The irony so thick you could perform surgery on it (if you could afford the surgery): The Affordable Care Act—"Obamacare" to its friends and enemies alike—was literally modeled on a Republican healthcare plan.

That's right. The thing Republicans spent a decade trying to repeal was originally their own idea, implemented by Mitt Romney in Massachusetts in 2006. It's like watching someone set their own house on fire and then complaining about the smoke.

ACT III: The ACA—A Republican Plan That Republicans Hate (Because a Democrat Passed It)

Let's review this absurdist theater:

2006: Republican Governor Mitt Romney signs Massachusetts healthcare reform, including an individual mandate, insurance exchanges, and subsidies. Republicans applaud. The Heritage Foundation (a conservative think tank) celebrates it as a market-based solution.

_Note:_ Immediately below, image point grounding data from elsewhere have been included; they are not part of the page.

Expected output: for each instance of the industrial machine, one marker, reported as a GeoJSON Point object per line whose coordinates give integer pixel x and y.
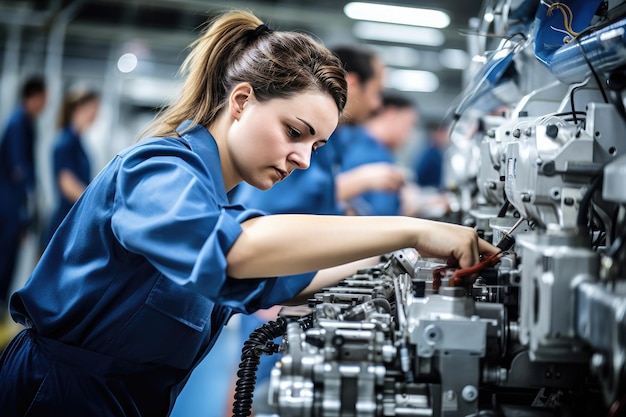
{"type": "Point", "coordinates": [540, 329]}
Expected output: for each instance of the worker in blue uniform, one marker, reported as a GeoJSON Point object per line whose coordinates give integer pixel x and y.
{"type": "Point", "coordinates": [72, 169]}
{"type": "Point", "coordinates": [152, 260]}
{"type": "Point", "coordinates": [371, 151]}
{"type": "Point", "coordinates": [17, 178]}
{"type": "Point", "coordinates": [315, 190]}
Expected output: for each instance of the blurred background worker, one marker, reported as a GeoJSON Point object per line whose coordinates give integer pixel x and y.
{"type": "Point", "coordinates": [17, 179]}
{"type": "Point", "coordinates": [429, 164]}
{"type": "Point", "coordinates": [314, 190]}
{"type": "Point", "coordinates": [71, 165]}
{"type": "Point", "coordinates": [370, 180]}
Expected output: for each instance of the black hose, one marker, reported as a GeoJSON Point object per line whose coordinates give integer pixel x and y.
{"type": "Point", "coordinates": [260, 342]}
{"type": "Point", "coordinates": [504, 208]}
{"type": "Point", "coordinates": [585, 204]}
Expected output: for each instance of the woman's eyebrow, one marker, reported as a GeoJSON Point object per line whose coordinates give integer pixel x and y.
{"type": "Point", "coordinates": [310, 127]}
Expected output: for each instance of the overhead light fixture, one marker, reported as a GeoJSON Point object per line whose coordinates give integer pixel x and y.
{"type": "Point", "coordinates": [387, 32]}
{"type": "Point", "coordinates": [412, 80]}
{"type": "Point", "coordinates": [397, 56]}
{"type": "Point", "coordinates": [127, 62]}
{"type": "Point", "coordinates": [397, 14]}
{"type": "Point", "coordinates": [453, 58]}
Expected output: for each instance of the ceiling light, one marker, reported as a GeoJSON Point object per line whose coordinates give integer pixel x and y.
{"type": "Point", "coordinates": [412, 80]}
{"type": "Point", "coordinates": [397, 56]}
{"type": "Point", "coordinates": [127, 63]}
{"type": "Point", "coordinates": [397, 14]}
{"type": "Point", "coordinates": [453, 58]}
{"type": "Point", "coordinates": [399, 34]}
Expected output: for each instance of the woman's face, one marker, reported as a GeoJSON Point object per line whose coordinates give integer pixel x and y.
{"type": "Point", "coordinates": [271, 139]}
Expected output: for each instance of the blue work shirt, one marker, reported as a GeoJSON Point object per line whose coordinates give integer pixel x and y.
{"type": "Point", "coordinates": [137, 272]}
{"type": "Point", "coordinates": [309, 191]}
{"type": "Point", "coordinates": [68, 155]}
{"type": "Point", "coordinates": [365, 149]}
{"type": "Point", "coordinates": [429, 168]}
{"type": "Point", "coordinates": [17, 170]}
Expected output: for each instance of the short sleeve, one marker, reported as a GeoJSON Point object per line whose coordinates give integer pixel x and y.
{"type": "Point", "coordinates": [167, 209]}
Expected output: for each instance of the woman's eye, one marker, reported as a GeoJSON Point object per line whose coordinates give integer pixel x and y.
{"type": "Point", "coordinates": [294, 133]}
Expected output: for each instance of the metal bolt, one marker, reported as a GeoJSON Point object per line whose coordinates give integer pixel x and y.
{"type": "Point", "coordinates": [469, 393]}
{"type": "Point", "coordinates": [432, 334]}
{"type": "Point", "coordinates": [450, 395]}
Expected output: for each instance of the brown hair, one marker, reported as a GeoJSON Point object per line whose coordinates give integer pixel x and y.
{"type": "Point", "coordinates": [75, 98]}
{"type": "Point", "coordinates": [233, 50]}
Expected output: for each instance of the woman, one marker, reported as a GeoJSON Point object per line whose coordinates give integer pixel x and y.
{"type": "Point", "coordinates": [140, 278]}
{"type": "Point", "coordinates": [72, 170]}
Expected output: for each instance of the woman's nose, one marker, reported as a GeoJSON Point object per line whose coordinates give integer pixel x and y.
{"type": "Point", "coordinates": [301, 156]}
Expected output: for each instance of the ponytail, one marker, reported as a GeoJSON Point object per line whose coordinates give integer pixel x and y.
{"type": "Point", "coordinates": [237, 47]}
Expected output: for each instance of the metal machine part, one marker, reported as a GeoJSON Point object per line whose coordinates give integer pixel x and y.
{"type": "Point", "coordinates": [542, 332]}
{"type": "Point", "coordinates": [388, 347]}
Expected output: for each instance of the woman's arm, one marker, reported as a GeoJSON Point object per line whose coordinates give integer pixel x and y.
{"type": "Point", "coordinates": [290, 244]}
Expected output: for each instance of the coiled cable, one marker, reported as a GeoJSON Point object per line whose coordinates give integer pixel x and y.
{"type": "Point", "coordinates": [260, 342]}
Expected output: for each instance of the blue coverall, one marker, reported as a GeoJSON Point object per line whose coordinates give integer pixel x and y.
{"type": "Point", "coordinates": [17, 179]}
{"type": "Point", "coordinates": [365, 149]}
{"type": "Point", "coordinates": [69, 155]}
{"type": "Point", "coordinates": [132, 291]}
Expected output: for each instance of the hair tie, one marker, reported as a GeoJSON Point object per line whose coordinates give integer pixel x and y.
{"type": "Point", "coordinates": [260, 30]}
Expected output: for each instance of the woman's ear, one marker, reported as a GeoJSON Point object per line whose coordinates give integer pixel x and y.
{"type": "Point", "coordinates": [242, 94]}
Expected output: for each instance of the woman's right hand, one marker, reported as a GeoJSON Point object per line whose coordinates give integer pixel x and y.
{"type": "Point", "coordinates": [451, 242]}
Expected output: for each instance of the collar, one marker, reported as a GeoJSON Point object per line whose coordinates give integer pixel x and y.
{"type": "Point", "coordinates": [203, 143]}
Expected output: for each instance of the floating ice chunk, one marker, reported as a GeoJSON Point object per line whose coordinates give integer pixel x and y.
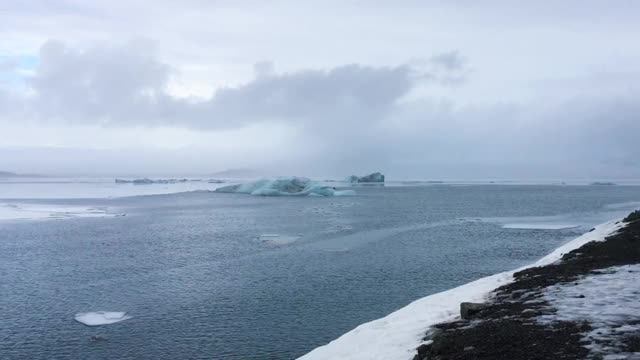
{"type": "Point", "coordinates": [540, 226]}
{"type": "Point", "coordinates": [371, 178]}
{"type": "Point", "coordinates": [29, 211]}
{"type": "Point", "coordinates": [277, 239]}
{"type": "Point", "coordinates": [285, 186]}
{"type": "Point", "coordinates": [101, 317]}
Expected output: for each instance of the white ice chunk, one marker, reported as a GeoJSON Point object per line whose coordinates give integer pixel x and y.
{"type": "Point", "coordinates": [29, 211]}
{"type": "Point", "coordinates": [101, 317]}
{"type": "Point", "coordinates": [539, 226]}
{"type": "Point", "coordinates": [277, 239]}
{"type": "Point", "coordinates": [285, 186]}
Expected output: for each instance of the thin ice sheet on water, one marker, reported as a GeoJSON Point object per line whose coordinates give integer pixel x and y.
{"type": "Point", "coordinates": [101, 317]}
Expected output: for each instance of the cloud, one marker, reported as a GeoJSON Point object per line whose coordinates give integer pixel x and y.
{"type": "Point", "coordinates": [127, 85]}
{"type": "Point", "coordinates": [7, 65]}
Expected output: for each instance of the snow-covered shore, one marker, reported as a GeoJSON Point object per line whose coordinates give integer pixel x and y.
{"type": "Point", "coordinates": [397, 335]}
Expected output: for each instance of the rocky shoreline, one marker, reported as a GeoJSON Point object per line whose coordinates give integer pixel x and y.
{"type": "Point", "coordinates": [529, 318]}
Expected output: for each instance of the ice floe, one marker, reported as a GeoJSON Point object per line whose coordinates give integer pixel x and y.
{"type": "Point", "coordinates": [285, 186]}
{"type": "Point", "coordinates": [540, 226]}
{"type": "Point", "coordinates": [101, 317]}
{"type": "Point", "coordinates": [28, 211]}
{"type": "Point", "coordinates": [371, 178]}
{"type": "Point", "coordinates": [277, 239]}
{"type": "Point", "coordinates": [396, 336]}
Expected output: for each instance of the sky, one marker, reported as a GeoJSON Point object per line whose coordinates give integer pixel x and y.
{"type": "Point", "coordinates": [415, 89]}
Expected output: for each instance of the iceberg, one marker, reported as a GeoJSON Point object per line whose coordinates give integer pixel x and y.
{"type": "Point", "coordinates": [147, 181]}
{"type": "Point", "coordinates": [371, 178]}
{"type": "Point", "coordinates": [285, 186]}
{"type": "Point", "coordinates": [101, 317]}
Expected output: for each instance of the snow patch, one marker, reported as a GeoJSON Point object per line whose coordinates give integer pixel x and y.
{"type": "Point", "coordinates": [101, 317]}
{"type": "Point", "coordinates": [397, 335]}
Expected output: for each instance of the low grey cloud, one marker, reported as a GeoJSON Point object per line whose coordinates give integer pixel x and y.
{"type": "Point", "coordinates": [348, 118]}
{"type": "Point", "coordinates": [127, 85]}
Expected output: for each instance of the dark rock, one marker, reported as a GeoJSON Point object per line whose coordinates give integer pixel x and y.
{"type": "Point", "coordinates": [468, 310]}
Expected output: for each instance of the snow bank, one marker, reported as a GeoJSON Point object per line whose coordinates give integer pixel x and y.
{"type": "Point", "coordinates": [608, 301]}
{"type": "Point", "coordinates": [101, 317]}
{"type": "Point", "coordinates": [285, 186]}
{"type": "Point", "coordinates": [397, 335]}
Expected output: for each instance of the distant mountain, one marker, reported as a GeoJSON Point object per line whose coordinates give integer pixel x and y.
{"type": "Point", "coordinates": [238, 174]}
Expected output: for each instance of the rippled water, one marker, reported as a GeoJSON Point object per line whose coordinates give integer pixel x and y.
{"type": "Point", "coordinates": [205, 276]}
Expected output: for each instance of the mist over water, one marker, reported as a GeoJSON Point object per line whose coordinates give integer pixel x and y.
{"type": "Point", "coordinates": [209, 275]}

2010: Democratic President Barack Obama passes essentially the same plan nationally. Republicans lose their minds. "Socialism!" "Government takeover!" "Death panels!"

2012: The Supreme Court, in a fit of judicial whimsy, makes Medicaid expansion optional, creating the "Medicaid Gap"—a coverage black hole where millions of Americans are too poor for ACA subsidies but don't qualify for Medicaid in the ten states that still refuse expansion. Because nothing says "pro-life" like leaving poor people without healthcare.

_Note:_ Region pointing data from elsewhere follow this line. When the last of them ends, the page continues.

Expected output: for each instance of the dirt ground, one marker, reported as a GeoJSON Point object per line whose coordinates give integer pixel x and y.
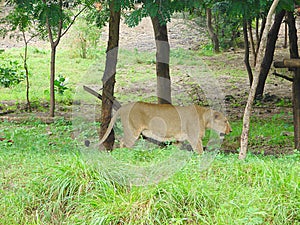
{"type": "Point", "coordinates": [141, 38]}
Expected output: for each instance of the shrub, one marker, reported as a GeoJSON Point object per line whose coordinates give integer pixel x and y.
{"type": "Point", "coordinates": [11, 73]}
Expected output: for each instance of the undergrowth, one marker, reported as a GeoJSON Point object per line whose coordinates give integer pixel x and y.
{"type": "Point", "coordinates": [47, 179]}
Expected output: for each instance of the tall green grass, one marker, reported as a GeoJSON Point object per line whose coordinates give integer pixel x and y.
{"type": "Point", "coordinates": [46, 178]}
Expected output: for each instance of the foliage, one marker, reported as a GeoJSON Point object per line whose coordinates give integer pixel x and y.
{"type": "Point", "coordinates": [60, 84]}
{"type": "Point", "coordinates": [11, 73]}
{"type": "Point", "coordinates": [45, 179]}
{"type": "Point", "coordinates": [162, 9]}
{"type": "Point", "coordinates": [84, 38]}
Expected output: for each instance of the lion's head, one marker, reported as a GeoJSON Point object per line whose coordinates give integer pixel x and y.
{"type": "Point", "coordinates": [219, 123]}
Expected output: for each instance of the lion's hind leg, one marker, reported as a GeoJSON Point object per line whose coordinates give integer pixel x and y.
{"type": "Point", "coordinates": [130, 137]}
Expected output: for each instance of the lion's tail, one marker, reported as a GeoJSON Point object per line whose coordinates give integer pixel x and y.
{"type": "Point", "coordinates": [110, 126]}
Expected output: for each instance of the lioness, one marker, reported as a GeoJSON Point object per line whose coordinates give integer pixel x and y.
{"type": "Point", "coordinates": [164, 122]}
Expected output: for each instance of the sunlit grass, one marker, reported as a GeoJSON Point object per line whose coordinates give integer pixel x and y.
{"type": "Point", "coordinates": [46, 179]}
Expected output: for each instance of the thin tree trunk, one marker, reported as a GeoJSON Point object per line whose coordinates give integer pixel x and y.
{"type": "Point", "coordinates": [212, 33]}
{"type": "Point", "coordinates": [285, 31]}
{"type": "Point", "coordinates": [109, 74]}
{"type": "Point", "coordinates": [162, 61]}
{"type": "Point", "coordinates": [252, 44]}
{"type": "Point", "coordinates": [269, 53]}
{"type": "Point", "coordinates": [294, 53]}
{"type": "Point", "coordinates": [247, 53]}
{"type": "Point", "coordinates": [248, 108]}
{"type": "Point", "coordinates": [28, 108]}
{"type": "Point", "coordinates": [52, 79]}
{"type": "Point", "coordinates": [259, 36]}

2017: Republicans control Congress and try to repeal the ACA approximately 70 times. They fail, but manage to eliminate the individual mandate penalty, the enforcement mechanism that kept the system stable.

2021-2025: Democrats enhance ACA subsidies, making coverage actually affordable. Enrollment hits record highs—24.3 million people. Success! Except those subsidies are about to expire because Congress can't agree on anything except their own pay raises.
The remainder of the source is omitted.